Sind Tarifverträge die Lösung gegen Pflegenotstand?

Klar ist: Eine Lohn­er­hö­hung reicht als Moti­va­ti­on nicht aus, um die Lücken in der Pfle­ge zu schlie­ßen. „Die Zah­len machen deut­lich: Es man­gelt nicht an Stel­len, es man­gelt an Per­so­nal,“ erklär­te Kat­rin Göring-Eckardt (Bündnis90/Die Grü­nen) bereits im Juli 2020. „Ein­fach neue Stel­len per Gesetz zu schaf­fen, reicht nicht aus, wenn die Bedin­gun­gen in der Alten­pfle­ge nicht stimmen.

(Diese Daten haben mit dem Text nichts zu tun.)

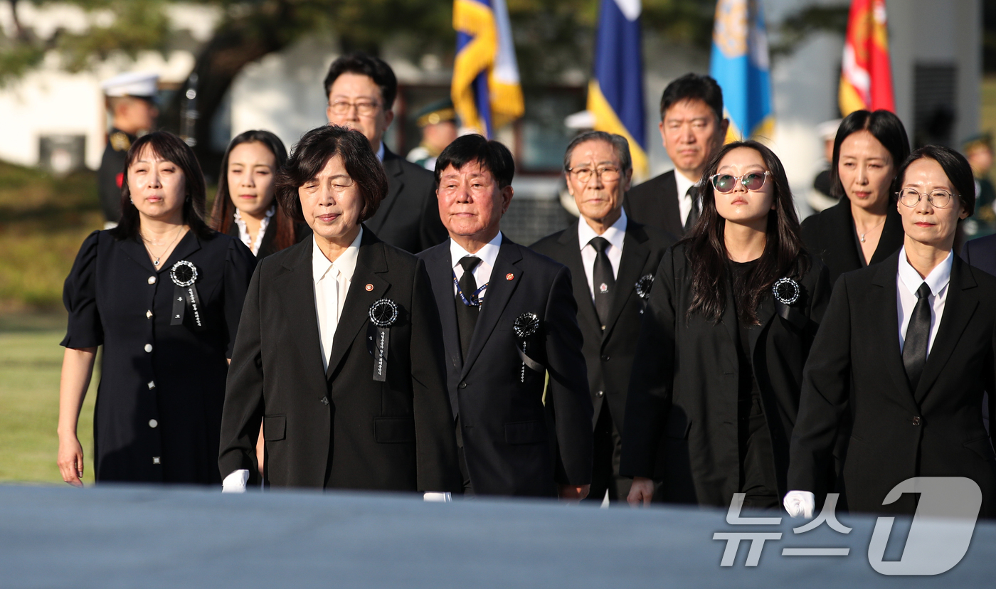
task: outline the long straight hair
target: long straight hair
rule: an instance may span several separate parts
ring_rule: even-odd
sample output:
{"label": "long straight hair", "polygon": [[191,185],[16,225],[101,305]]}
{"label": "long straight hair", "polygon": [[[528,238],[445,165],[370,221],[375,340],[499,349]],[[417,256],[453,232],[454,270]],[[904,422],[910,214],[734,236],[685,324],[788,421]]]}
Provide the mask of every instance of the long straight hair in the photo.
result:
{"label": "long straight hair", "polygon": [[767,243],[758,263],[742,280],[733,285],[737,314],[744,323],[756,324],[757,309],[762,297],[771,291],[776,280],[783,276],[800,278],[810,268],[809,255],[799,236],[799,217],[792,202],[792,190],[782,162],[774,151],[755,141],[734,142],[723,146],[702,174],[698,193],[702,214],[689,234],[681,240],[691,276],[691,304],[688,315],[698,313],[718,323],[726,308],[727,259],[723,238],[726,219],[716,210],[716,198],[710,177],[716,173],[723,157],[739,147],[748,147],[761,154],[765,167],[771,172],[774,187],[775,209],[768,212]]}
{"label": "long straight hair", "polygon": [[277,207],[277,212],[274,213],[273,218],[270,220],[267,230],[274,231],[273,245],[279,251],[294,245],[296,235],[294,221],[291,220],[291,217],[287,216],[283,207],[277,204],[276,174],[284,166],[284,163],[287,162],[287,147],[284,147],[284,143],[280,141],[280,138],[269,131],[247,131],[236,136],[228,144],[225,155],[221,158],[221,171],[218,172],[218,191],[214,195],[214,205],[211,207],[211,226],[221,233],[227,233],[231,229],[232,223],[235,222],[235,203],[232,202],[232,196],[229,193],[228,187],[228,156],[236,147],[254,142],[262,144],[266,148],[270,149],[276,161],[276,169],[273,170],[274,194],[272,205]]}
{"label": "long straight hair", "polygon": [[197,162],[193,149],[180,138],[165,131],[157,131],[142,136],[131,144],[124,158],[124,174],[122,179],[122,218],[118,226],[111,230],[115,239],[137,239],[140,219],[138,209],[131,203],[131,188],[128,186],[127,169],[148,147],[166,161],[175,163],[183,170],[186,194],[183,198],[183,222],[197,237],[210,239],[214,235],[211,227],[204,222],[205,188],[204,173]]}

Pro­fes­sio­nel­le Pfle­ge­kräf­te leis­ten einen unschätz­ba­ren Bei­trag in unse­rer Gesell­schaft. Sie set­zen ihre Arbeit, Kraft, Zeit und auch ihre Gesund­heit dafür ein, für älte­re Men­schen zu sor­gen. Die­se Arbeit hat end­lich eine ange­mes­se­ne finan­zi­el­le Aner­ken­nung und gesell­schaft­li­che Wert­schät­zung verdient.“

Politische Rahmenbedingungen gegen Pflegenotstand

Nach der letz­ten Ände­rung der Pfle­ge­re­form wer­den Alten­hei­me ab Sep­tem­ber 2022 nur noch aus der Pfle­ge­kas­se finan­ziert, wenn sie nach Tarif bezah­len. Aller­dings gibt es nach wie vor kei­nen all­ge­mein ver­bind­li­chen Tarif­ver­trag in der Pfle­ge. So kön­nen Betrei­ber von Ein­rich­tun­gen eige­ne Tarif­ver­trä­ge aus­han­deln oder bestehen­de Tarif­ver­trä­ge für sich über­neh­men. Hier ist das letz­te Wort also noch lan­ge nicht gesprochen.

Es bleibt zu hof­fen, dass die nächs­te Bun­des­re­gie­rung die poli­ti­schen Rah­men­be­din­gun­gen schaf­fen wird, um bes­se­re Arbeits­be­din­gun­gen für Pfle­ge­kräf­te zu garan­tie­ren. Pfle­ge­not­stand adé.